After spending a summer interning at KPMG, I started as an Associate in January 2005. A little over two years later, KPMG promoted me to Senior Associate. I did very well at KPMG. I got strong performance ratings and Encore awards, which are awards KPMG gives for going “above and beyond.” I had my first daughter soon after my promotion, and I really thought, like you, that work and family could coexist, and even thrive, at KPMG too.
I was wrong. Before I went on maternity leave in 2008 I had a great project. It was high profile and I was getting great experience. I was a leader and even trained other people. I was a Senior Associate training Managers on the project. I was getting the skills I needed to develop and advance. I kept in touch with my teammates and others at the firm while I was on maternity leave and was excited to come back to work. I really loved working on this project.
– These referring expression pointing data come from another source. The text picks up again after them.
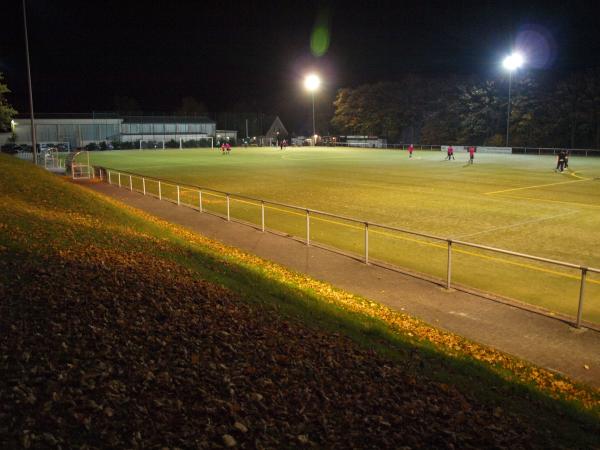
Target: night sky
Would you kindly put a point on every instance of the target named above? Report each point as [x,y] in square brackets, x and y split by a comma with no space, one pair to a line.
[253,55]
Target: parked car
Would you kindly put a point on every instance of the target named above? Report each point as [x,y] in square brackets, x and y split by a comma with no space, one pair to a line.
[11,148]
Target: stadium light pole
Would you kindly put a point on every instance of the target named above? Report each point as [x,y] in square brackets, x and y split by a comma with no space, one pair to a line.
[312,83]
[511,63]
[33,137]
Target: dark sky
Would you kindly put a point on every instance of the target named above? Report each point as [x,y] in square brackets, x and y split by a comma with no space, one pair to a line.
[227,54]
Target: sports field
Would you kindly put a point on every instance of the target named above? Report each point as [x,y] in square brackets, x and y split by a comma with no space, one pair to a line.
[515,202]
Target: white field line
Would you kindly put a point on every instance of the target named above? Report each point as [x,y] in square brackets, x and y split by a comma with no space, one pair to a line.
[518,224]
[537,186]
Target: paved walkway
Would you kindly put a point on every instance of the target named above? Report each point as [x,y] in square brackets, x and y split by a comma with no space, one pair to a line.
[544,341]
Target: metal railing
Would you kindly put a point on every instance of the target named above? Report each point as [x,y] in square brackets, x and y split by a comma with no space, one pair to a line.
[139,183]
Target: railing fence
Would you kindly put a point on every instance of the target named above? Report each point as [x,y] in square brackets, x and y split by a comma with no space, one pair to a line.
[214,206]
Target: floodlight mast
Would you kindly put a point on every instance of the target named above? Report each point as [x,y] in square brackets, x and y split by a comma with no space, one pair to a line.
[312,83]
[33,136]
[511,63]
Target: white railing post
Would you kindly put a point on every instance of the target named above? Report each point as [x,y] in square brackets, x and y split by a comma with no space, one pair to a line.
[581,295]
[307,227]
[366,242]
[228,217]
[449,270]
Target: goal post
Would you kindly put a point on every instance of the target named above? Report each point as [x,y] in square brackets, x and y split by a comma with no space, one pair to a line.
[80,166]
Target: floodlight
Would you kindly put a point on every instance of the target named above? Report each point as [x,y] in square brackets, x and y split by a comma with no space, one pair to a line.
[513,62]
[312,82]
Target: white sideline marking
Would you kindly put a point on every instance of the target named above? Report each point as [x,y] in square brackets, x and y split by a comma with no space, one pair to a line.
[517,224]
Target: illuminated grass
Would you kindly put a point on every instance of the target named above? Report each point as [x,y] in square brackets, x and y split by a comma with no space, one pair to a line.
[514,202]
[43,215]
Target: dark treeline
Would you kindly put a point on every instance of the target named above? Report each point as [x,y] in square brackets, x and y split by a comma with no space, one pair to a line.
[546,110]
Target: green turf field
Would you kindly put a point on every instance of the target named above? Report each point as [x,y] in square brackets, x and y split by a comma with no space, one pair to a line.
[515,202]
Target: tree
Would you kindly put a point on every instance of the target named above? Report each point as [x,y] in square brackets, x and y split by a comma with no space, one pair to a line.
[7,112]
[190,106]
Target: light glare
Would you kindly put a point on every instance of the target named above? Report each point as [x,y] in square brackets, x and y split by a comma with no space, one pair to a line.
[312,82]
[513,62]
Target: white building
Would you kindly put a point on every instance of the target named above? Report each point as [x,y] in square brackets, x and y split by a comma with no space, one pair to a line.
[80,130]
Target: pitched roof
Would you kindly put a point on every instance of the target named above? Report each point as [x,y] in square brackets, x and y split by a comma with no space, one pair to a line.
[275,127]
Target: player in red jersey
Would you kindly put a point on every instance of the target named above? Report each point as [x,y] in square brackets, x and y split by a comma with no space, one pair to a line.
[471,154]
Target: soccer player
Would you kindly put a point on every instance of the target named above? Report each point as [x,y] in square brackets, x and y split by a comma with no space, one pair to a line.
[471,154]
[560,164]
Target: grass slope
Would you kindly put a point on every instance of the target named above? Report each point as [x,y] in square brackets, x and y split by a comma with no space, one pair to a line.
[120,330]
[514,202]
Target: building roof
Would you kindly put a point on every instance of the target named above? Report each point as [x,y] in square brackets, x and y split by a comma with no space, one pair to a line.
[276,126]
[125,118]
[167,119]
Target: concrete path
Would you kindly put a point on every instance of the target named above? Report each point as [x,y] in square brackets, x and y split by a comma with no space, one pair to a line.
[546,342]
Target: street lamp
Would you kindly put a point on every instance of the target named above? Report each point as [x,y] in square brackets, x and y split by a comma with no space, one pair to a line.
[511,63]
[312,83]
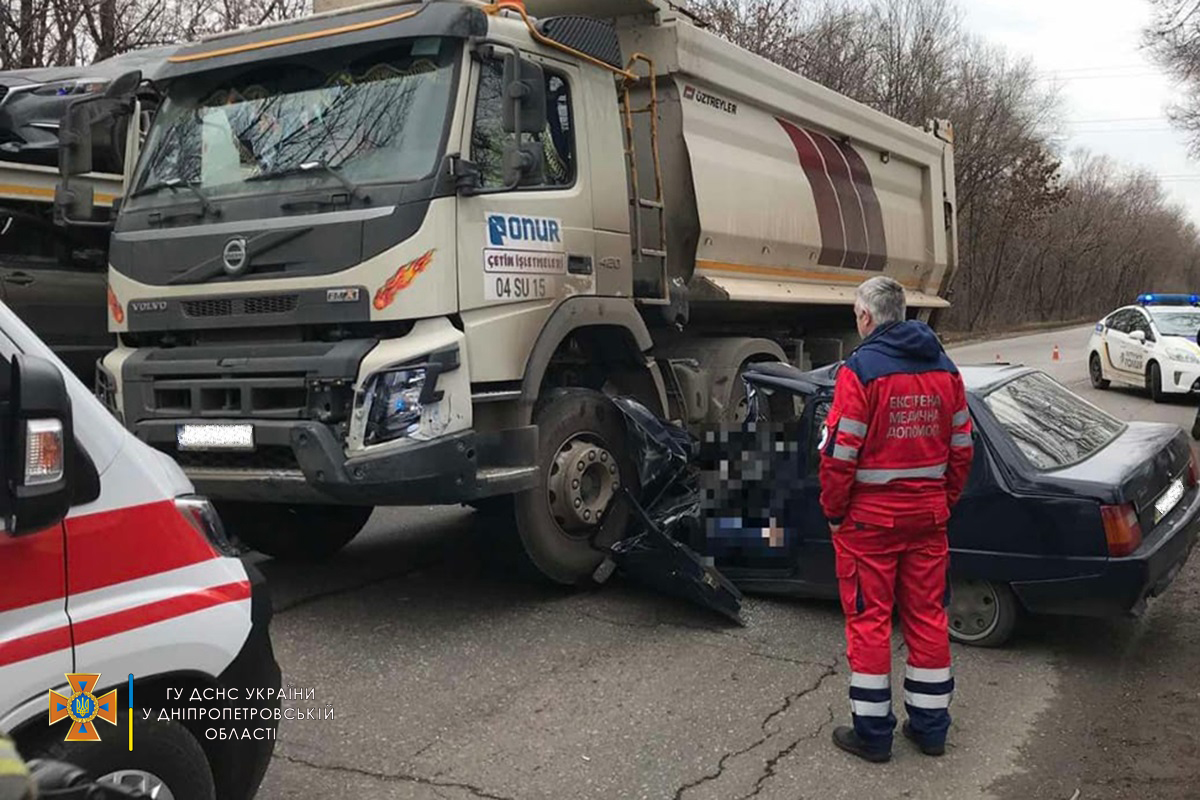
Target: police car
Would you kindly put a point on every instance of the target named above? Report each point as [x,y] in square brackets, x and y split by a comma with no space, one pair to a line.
[1152,344]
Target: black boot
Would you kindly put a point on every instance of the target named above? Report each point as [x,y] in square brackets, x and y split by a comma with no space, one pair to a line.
[929,750]
[846,739]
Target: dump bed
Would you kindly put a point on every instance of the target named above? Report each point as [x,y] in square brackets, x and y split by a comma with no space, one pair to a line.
[779,190]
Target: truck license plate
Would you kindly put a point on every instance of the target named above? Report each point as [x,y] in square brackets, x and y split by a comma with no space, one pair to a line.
[215,437]
[1169,499]
[520,287]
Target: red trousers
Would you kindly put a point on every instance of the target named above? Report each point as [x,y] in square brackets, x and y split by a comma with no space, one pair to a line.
[903,569]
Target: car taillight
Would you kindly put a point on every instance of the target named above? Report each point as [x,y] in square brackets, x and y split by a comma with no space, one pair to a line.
[1121,529]
[203,517]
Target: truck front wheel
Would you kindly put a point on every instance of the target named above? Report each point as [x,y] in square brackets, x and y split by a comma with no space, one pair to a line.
[293,531]
[583,461]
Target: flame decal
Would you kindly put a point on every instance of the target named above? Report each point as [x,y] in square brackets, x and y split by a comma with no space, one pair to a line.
[114,306]
[401,280]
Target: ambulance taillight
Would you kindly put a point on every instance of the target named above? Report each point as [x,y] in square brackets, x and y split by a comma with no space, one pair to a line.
[43,452]
[204,518]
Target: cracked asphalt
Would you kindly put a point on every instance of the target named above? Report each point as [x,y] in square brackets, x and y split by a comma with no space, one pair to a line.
[453,679]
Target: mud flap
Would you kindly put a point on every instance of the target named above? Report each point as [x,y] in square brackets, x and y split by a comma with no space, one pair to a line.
[657,557]
[658,561]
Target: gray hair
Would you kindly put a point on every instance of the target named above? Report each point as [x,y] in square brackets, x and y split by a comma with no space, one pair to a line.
[883,298]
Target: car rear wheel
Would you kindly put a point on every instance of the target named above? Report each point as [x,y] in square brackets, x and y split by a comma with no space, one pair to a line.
[982,613]
[1096,372]
[168,763]
[585,461]
[298,533]
[1155,382]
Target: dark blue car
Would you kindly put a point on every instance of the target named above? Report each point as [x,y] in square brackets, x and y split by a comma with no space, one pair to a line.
[1067,510]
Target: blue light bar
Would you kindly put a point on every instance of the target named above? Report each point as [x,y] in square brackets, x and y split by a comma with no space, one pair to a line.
[1169,300]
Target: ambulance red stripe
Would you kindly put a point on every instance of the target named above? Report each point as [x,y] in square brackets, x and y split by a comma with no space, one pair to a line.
[129,543]
[123,621]
[35,644]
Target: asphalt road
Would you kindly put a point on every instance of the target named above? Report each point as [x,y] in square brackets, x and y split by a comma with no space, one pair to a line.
[453,679]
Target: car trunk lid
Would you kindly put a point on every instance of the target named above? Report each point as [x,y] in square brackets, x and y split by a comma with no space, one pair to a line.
[1146,465]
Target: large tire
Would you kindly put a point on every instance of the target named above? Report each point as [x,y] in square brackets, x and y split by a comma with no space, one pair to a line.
[575,426]
[166,755]
[301,533]
[1155,382]
[1096,372]
[982,613]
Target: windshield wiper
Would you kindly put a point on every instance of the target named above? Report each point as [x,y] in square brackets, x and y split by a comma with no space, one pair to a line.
[174,185]
[310,167]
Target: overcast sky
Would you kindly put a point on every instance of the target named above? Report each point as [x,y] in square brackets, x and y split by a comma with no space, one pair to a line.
[1114,98]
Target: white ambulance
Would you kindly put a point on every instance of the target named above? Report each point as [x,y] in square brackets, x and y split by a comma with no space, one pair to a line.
[109,565]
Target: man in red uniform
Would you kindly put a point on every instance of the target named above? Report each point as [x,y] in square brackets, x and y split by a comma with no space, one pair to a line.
[895,452]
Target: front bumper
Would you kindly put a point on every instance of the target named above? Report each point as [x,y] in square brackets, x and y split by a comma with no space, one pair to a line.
[1120,587]
[313,468]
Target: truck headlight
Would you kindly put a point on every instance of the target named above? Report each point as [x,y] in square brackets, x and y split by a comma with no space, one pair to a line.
[1181,355]
[393,404]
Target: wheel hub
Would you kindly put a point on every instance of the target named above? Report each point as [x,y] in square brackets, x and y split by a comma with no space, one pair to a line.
[973,609]
[582,482]
[148,783]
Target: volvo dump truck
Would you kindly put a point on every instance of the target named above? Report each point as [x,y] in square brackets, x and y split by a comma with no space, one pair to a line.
[399,253]
[53,278]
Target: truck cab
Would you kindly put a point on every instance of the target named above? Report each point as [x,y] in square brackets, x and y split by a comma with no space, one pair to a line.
[401,253]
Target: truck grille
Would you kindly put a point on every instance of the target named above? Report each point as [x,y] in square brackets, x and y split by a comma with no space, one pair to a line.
[231,306]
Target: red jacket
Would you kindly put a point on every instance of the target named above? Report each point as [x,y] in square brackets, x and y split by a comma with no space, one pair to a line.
[898,438]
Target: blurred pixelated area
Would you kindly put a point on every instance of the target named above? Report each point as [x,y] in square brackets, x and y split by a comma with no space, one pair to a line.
[749,479]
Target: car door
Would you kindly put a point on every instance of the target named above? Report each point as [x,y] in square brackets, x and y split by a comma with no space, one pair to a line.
[1138,353]
[537,242]
[1117,344]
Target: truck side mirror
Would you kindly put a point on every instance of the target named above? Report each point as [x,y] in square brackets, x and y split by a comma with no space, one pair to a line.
[525,96]
[89,125]
[125,85]
[525,164]
[40,446]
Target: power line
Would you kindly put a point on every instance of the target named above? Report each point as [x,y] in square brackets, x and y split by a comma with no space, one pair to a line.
[1117,119]
[1111,131]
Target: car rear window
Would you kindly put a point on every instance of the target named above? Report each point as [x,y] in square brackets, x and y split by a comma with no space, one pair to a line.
[1050,425]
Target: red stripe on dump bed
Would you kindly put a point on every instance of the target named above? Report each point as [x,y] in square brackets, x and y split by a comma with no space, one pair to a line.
[833,235]
[35,644]
[871,210]
[852,218]
[123,621]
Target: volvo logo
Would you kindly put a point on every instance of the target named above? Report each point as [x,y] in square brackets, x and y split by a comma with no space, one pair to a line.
[234,256]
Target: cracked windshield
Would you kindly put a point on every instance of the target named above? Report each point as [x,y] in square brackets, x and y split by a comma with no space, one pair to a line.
[375,118]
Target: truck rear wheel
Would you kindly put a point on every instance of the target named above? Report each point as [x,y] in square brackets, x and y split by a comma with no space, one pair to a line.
[583,461]
[294,531]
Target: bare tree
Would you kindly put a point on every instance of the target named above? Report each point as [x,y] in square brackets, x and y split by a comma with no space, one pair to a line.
[1174,40]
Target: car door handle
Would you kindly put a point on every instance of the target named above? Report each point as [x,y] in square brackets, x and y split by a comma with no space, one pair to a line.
[19,278]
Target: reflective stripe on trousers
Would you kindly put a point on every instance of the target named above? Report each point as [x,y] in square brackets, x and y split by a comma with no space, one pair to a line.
[880,476]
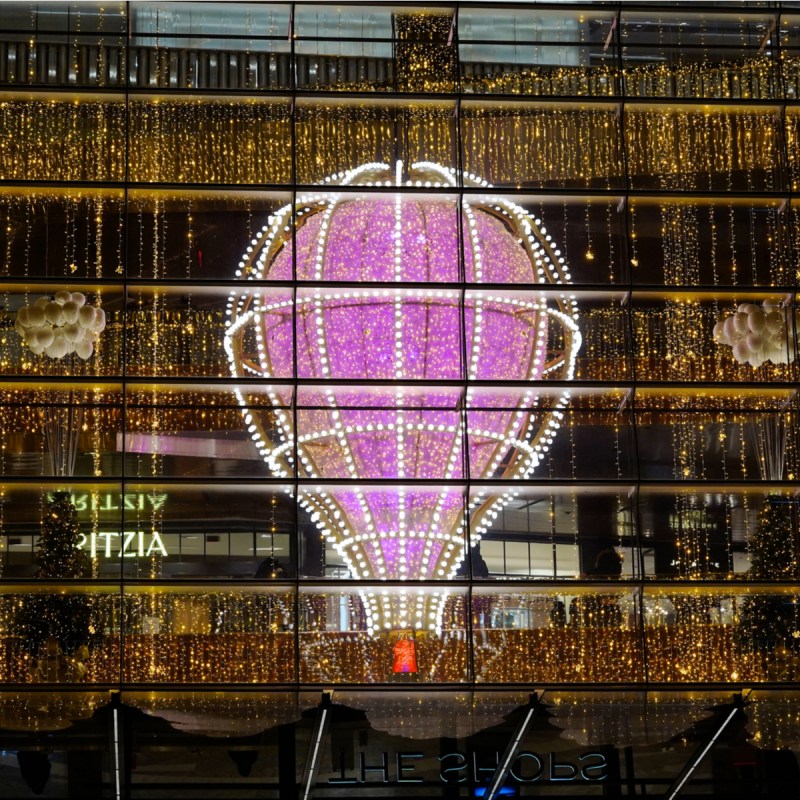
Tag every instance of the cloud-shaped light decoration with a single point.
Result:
(759, 333)
(362, 319)
(62, 325)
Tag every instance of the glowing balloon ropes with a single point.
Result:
(390, 318)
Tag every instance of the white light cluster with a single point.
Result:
(60, 326)
(759, 333)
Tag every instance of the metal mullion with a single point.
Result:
(295, 448)
(124, 356)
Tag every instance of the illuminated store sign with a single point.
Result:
(133, 544)
(527, 767)
(112, 501)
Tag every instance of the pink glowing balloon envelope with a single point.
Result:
(391, 320)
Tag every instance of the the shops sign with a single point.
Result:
(456, 767)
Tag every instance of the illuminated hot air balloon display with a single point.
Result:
(388, 324)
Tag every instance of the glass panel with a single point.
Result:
(372, 636)
(743, 635)
(196, 235)
(379, 49)
(710, 242)
(513, 434)
(563, 52)
(742, 338)
(567, 532)
(193, 635)
(743, 434)
(77, 233)
(382, 532)
(522, 636)
(192, 431)
(59, 430)
(578, 146)
(61, 140)
(203, 140)
(336, 137)
(699, 55)
(207, 531)
(684, 149)
(716, 533)
(178, 332)
(59, 634)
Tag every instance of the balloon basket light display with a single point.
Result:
(388, 328)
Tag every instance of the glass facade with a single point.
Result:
(427, 354)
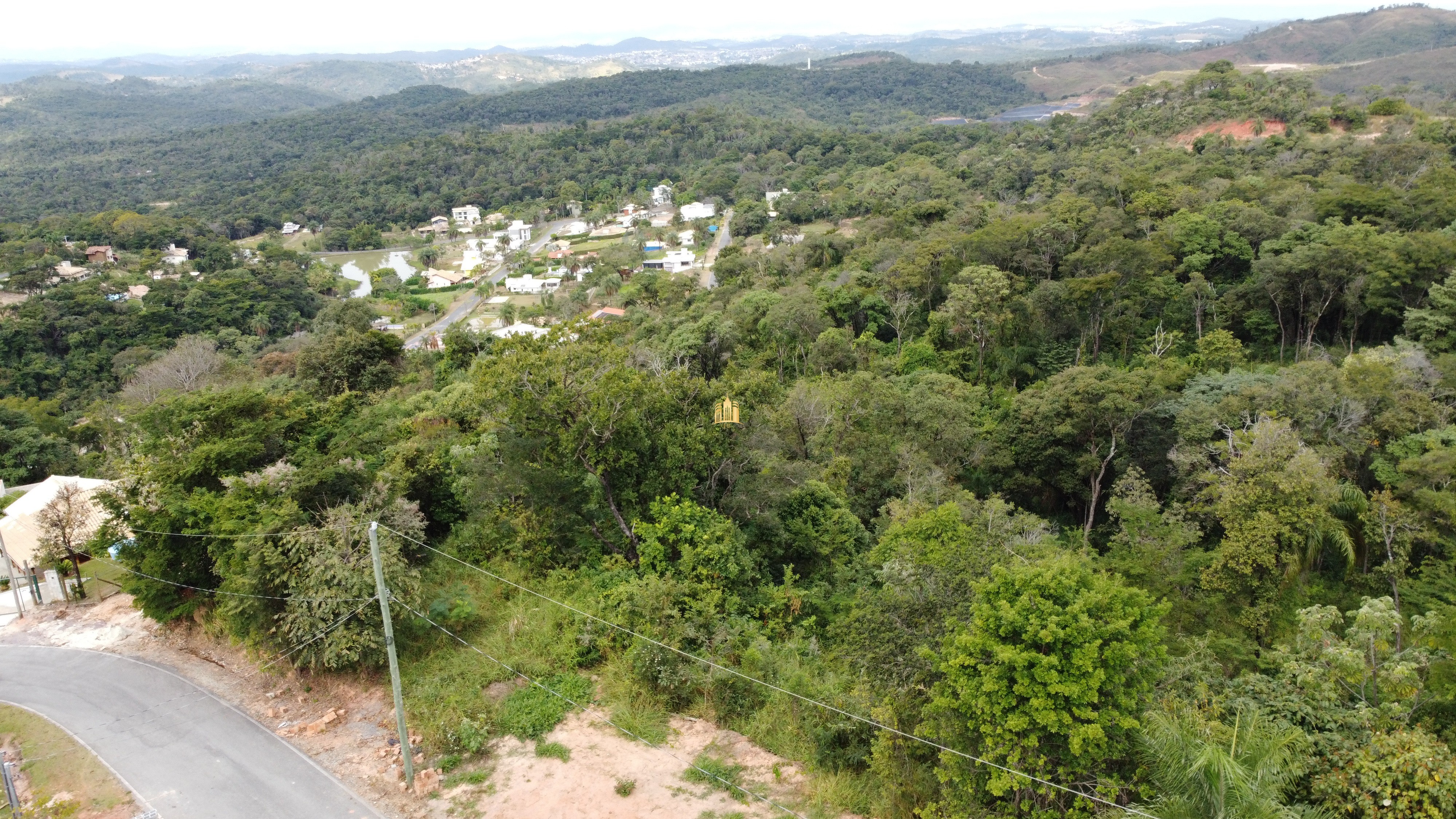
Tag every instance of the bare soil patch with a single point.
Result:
(346, 724)
(1232, 128)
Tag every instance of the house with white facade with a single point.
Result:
(466, 216)
(174, 255)
(70, 273)
(676, 261)
(21, 527)
(698, 211)
(442, 278)
(530, 284)
(471, 261)
(520, 329)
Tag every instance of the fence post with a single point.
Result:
(405, 751)
(12, 798)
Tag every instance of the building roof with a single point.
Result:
(519, 329)
(19, 526)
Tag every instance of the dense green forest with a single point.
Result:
(48, 108)
(1109, 456)
(220, 172)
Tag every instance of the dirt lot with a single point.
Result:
(346, 722)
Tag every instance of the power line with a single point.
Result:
(260, 670)
(319, 636)
(826, 706)
(207, 534)
(544, 687)
(219, 591)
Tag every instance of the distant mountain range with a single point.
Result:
(500, 69)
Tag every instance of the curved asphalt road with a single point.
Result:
(185, 753)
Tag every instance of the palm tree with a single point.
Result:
(1206, 770)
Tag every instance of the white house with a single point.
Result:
(530, 284)
(676, 261)
(69, 271)
(698, 211)
(442, 278)
(21, 530)
(466, 216)
(520, 329)
(174, 255)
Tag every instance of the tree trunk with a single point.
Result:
(1097, 488)
(612, 504)
(80, 588)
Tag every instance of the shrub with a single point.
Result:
(717, 773)
(532, 712)
(1387, 107)
(1404, 775)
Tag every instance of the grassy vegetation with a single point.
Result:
(713, 772)
(56, 763)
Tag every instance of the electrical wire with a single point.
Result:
(731, 788)
(260, 670)
(207, 534)
(810, 700)
(319, 636)
(217, 591)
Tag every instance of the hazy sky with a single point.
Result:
(107, 28)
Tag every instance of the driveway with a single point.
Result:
(440, 327)
(187, 754)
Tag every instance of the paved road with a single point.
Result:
(185, 753)
(541, 238)
(721, 241)
(456, 313)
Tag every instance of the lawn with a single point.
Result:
(56, 763)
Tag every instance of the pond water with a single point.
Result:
(353, 273)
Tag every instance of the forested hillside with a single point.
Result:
(1116, 451)
(50, 108)
(216, 172)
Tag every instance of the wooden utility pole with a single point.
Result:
(405, 751)
(9, 568)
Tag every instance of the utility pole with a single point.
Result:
(405, 751)
(15, 584)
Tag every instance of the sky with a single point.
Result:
(356, 27)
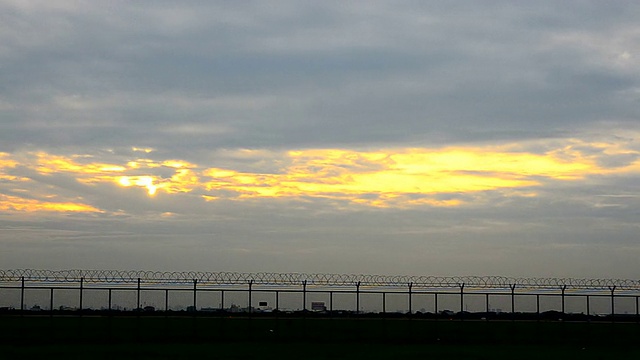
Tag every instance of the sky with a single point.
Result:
(368, 137)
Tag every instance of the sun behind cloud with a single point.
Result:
(394, 177)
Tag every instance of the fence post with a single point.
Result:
(358, 298)
(588, 307)
(22, 295)
(304, 295)
(435, 304)
(384, 302)
(613, 303)
(250, 294)
(486, 302)
(138, 295)
(410, 303)
(461, 297)
(195, 294)
(331, 302)
(81, 288)
(513, 298)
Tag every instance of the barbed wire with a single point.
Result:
(265, 278)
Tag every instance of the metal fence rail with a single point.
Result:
(611, 296)
(130, 276)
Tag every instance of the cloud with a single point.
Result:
(409, 134)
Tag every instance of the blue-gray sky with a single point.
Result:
(391, 137)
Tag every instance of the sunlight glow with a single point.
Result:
(398, 177)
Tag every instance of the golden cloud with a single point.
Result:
(398, 177)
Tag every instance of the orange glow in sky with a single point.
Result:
(401, 177)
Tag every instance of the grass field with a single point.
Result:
(158, 337)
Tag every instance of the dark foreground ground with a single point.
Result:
(159, 337)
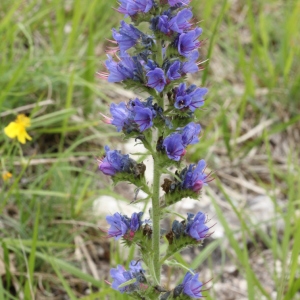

However, while you were asked to take a leadership role at your company months after giving birth to your second child, KPMG told me that when I returned, I would not be able to work on the same project. Instead, KPMG assigned me to work on a project that required hours of commuting each way, each day. I told them that commuting two hours each way with a newborn would be difficult, and I told them that I really wanted to go back on the project that I had loved so much and been so successful at. Knowing how KPMG was supposed to be making staffing decisions, I couldn’t imagine why they would say no when I had the expertise.
KPMG said no, and I was devastated. It felt like a complete setback – like all the work that I did before I left went down the drain. It felt like a total rejection not to let me continue doing the work that I was doing. Like you I returned from leave ready to “Lean In,” but I felt that KPMG was shoving me to the sidelines.
My fears were realized when KPMG promoted two of my male colleagues to Manager in May 2009, and my supervisor explained to me that they were promoted because the men were “friends” with the management and that was “how things work around KPMG.” That’s not how things are supposed to work in America. As a first-generation American, I believe that hard work and ability should determine advancement, not gender.
I joined together with Donna Kassman in this lawsuit challenging KPMG’s treatment of women because I believe it doesn’t have to be this way. I believe that KPMG can be better – better for women who are there now and better for my young daughters. I hope that by the time my daughters begin their professional careers they will see a KPMG that is more like the firm it is presenting itself as through its advertising, and less like the KPMG I experienced.